Solution Batch Normalization

Batch Normalization: Exercise Solutions

Exercise 1: Basic Batch Normalization Calculation

Given:

X = [
    [2, 4, 6],
    [4, 6, 8],
    [6, 8, 10],
    [8, 10, 12]
]

a) Mini-batch mean (μᵦ):
μᵦ = [5, 7, 9]

b) Mini-batch variance (σ²ᵦ):
σ²ᵦ = [5, 5, 5]

c) Normalized values (x̂), ε = 0.01:
x̂ = [
[-1.34, -1.34, -1.34],
[-0.45, -0.45, -0.45],
[0.45, 0.45, 0.45],
[1.34, 1.34, 1.34]
]

d) Final output (y), γ = 2, β = 1:
y = [
[-1.68, -1.68, -1.68],
[0.10, 0.10, 0.10],
[1.90, 1.90, 1.90],
[3.68, 3.68, 3.68]
]

Exercise 2: Backpropagation through Batch Normalization

Given: x = [1, 2, 3], ∂L/∂x̂ = [0.1, 0.2, 0.3], ε = 0.01

First, calculate intermediate values:
μ = 2, σ² = 0.6667, σ = 0.8165

a) ∂L/∂x:
∂L/∂x = [0.0068, 0.0167, 0.0265]

b) ∂L/∂μ:
∂L/∂μ = -0.05

c) ∂L/∂σ²:
∂L/∂σ² = -0.0637

Exercise 3: Effect of Batch Size on Normalization

Given: X = [1, 2, 3, 4, 5, 6]

a) Single batch of 6 samples:
μ = 3.5, σ² = 2.9167
x̂ = [-1.4567, -0.8740, -0.2913, 0.2913, 0.8740, 1.4567]

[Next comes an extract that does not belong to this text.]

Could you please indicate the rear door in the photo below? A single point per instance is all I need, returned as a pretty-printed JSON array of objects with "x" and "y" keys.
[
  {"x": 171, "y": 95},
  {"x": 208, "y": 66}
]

b) Two mini-batches of 3 samples:
Batch 1: μ = 2, σ² = 0.6667
x̂₁ = [-1.2247, 0, 1.2247]

Batch 2: μ = 5, σ² = 0.6667
x̂₂ = [-1.2247, 0, 1.2247]

The smaller batch size leads to different normalization results for the same data points, as each batch is normalized independently.

Exercise 4: Conditional Batch Normalization

Given:
Class 0: [1, 2, 3], γ₀ = 1, β₀ = 0
Class 1: [4, 5, 6], γ₁ = 2, β₁ = 1

For Class 0:
μ₀ = 2, σ²₀ = 0.6667
x̂₀ = [-1.2247, 0, 1.2247]
y₀ = [-1.2247, 0, 1.2247]

For Class 1:
μ₁ = 5, σ²₁ = 0.6667
x̂₁ = [-1.2247, 0, 1.2247]
y₁ = [-1.4494, 1, 3.4494]

Bonus Challenge: Adaptive Normalization

One possible solution:
γ = |μ|, β = sign(μ)

y = |μ| * ((x - μ) / √(σ² + ε)) + sign(μ)

Reasoning: This scheme adapts the scale (γ) based on the magnitude of the mean, and the shift (β) based on whether the mean is positive or negative. This could help preserve information about the original scale and sign of the data while still normalizing.